I created a second blog a while back. It's called Giant Monster Blog and it's where I will be putting all my giant monster news and views on the movies, fiction, videogames and music that feature giant monsters. I just posted there about the death of Noriaki Yuasu, the director of the original Gamera films. If giant monsters interest you, that's where to look.

Saturday, July 17, 2004

I, Robot and the betrayal of Isaac Asimov

Slate looks at Isaac Asimov and how I, Robot gets the science-fiction grandmaster wrong. They do a good job of articulating the essential meaning of Asimov's work and how the movie betrays it. In short, Asimov hoped to promote reason over emotion, to show that robots could make not only mathematical choices well, but moral ones as well. The movie, on the other hand, aims to put emotion over reason and show how evil the unemotional robots are.
It's too bad.
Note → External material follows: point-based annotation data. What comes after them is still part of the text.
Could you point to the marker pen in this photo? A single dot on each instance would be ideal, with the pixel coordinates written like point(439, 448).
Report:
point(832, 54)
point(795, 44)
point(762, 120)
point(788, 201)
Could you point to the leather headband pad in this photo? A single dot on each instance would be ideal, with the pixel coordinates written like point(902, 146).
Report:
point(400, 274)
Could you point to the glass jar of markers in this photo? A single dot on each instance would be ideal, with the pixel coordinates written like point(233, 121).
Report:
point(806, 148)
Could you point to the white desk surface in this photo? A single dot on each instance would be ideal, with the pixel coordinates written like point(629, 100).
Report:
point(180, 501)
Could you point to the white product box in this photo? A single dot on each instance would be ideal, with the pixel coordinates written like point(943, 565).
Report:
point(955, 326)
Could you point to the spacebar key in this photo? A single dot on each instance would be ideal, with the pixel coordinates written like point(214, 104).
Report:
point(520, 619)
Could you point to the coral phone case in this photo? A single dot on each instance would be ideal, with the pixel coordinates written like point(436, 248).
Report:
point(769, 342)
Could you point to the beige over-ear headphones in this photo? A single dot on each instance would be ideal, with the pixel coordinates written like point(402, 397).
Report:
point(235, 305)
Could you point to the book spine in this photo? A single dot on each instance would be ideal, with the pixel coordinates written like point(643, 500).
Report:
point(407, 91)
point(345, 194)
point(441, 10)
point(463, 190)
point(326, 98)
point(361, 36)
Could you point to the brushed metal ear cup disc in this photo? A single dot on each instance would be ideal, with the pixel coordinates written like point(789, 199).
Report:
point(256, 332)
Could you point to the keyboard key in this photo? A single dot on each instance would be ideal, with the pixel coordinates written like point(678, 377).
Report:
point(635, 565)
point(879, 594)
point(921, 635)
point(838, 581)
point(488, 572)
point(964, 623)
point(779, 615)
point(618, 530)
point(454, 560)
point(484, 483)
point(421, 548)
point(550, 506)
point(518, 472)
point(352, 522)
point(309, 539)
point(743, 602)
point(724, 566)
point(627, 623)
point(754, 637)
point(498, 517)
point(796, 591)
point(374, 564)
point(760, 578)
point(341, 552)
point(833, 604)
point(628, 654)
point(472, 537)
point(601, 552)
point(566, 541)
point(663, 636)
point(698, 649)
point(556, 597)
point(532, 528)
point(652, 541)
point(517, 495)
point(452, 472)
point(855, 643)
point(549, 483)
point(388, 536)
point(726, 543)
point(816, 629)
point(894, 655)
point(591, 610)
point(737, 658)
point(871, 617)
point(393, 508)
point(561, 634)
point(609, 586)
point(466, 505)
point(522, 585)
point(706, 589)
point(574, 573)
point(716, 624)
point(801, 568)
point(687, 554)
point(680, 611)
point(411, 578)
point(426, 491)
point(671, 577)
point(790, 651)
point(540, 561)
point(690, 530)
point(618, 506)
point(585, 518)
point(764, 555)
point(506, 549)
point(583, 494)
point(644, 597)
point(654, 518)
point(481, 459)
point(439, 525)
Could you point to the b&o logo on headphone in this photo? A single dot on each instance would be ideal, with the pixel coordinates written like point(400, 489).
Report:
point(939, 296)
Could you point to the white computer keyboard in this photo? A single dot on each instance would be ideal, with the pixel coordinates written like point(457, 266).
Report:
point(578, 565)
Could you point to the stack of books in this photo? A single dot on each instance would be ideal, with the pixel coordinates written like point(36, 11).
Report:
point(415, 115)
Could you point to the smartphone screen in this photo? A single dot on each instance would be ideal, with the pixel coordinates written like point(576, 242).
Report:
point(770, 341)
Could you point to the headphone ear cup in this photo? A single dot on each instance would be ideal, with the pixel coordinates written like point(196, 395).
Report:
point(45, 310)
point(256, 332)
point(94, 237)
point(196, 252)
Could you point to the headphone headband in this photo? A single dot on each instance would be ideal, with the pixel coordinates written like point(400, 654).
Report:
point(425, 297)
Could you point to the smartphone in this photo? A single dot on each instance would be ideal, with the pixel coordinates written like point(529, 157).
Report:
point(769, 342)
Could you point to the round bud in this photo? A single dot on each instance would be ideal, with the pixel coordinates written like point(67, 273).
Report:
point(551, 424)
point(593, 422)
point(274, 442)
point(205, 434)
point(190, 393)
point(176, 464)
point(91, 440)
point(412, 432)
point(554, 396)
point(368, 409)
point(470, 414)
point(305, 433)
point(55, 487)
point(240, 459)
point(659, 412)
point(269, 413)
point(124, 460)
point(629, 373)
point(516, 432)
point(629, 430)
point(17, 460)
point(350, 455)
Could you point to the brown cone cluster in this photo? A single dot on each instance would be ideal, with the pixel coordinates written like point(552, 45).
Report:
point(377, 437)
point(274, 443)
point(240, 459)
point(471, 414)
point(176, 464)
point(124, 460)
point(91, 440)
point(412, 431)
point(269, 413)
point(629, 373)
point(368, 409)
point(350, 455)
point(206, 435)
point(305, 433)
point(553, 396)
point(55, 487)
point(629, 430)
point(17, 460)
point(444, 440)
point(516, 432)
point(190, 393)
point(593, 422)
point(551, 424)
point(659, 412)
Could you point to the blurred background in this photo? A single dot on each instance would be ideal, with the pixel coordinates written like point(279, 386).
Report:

I expected so much from Alex Proyas after Dark City. But that's what Hollywood does.

Wednesday, July 14, 2004

About Last Night has a birthday

Terry Teachout's blog, ArtsJournal: About Last Night, is now one year old. Congratulations Terry. If you haven't read the blog by now, you should. It is wonderful. He writes about the arts, pretty much all the arts from classical music to Looney Tunes. And he knows a lot about all of them. And he doesn't talk down to those who don't understand. He wants you to know about this stuff. He's enthusiastic and he wants to bring you along for the ride. If you haven't read About Last Night, now is the time to start.
Here's a good starting point, Teachout's blog entry on growing up highbrow in a lowbrow place and how uncomfortable he was with that.

All Music changes

So the All Music Guide has redesigned. I'm not sure I like it. All Music has been a good resource for finding out about albums and biographies of singers. I've rarely seen much wrong with the info and the reviews at least give you a picture of what the album is like, even if you disagree with the author. But now, I have to register for the site and there always seems to be two or three clicks before I can get to what I want to see. On the other hand, they are also offering sound clips and other additions. It seems less handy, but more thorough. I'll hang in there though and see if things improve at all.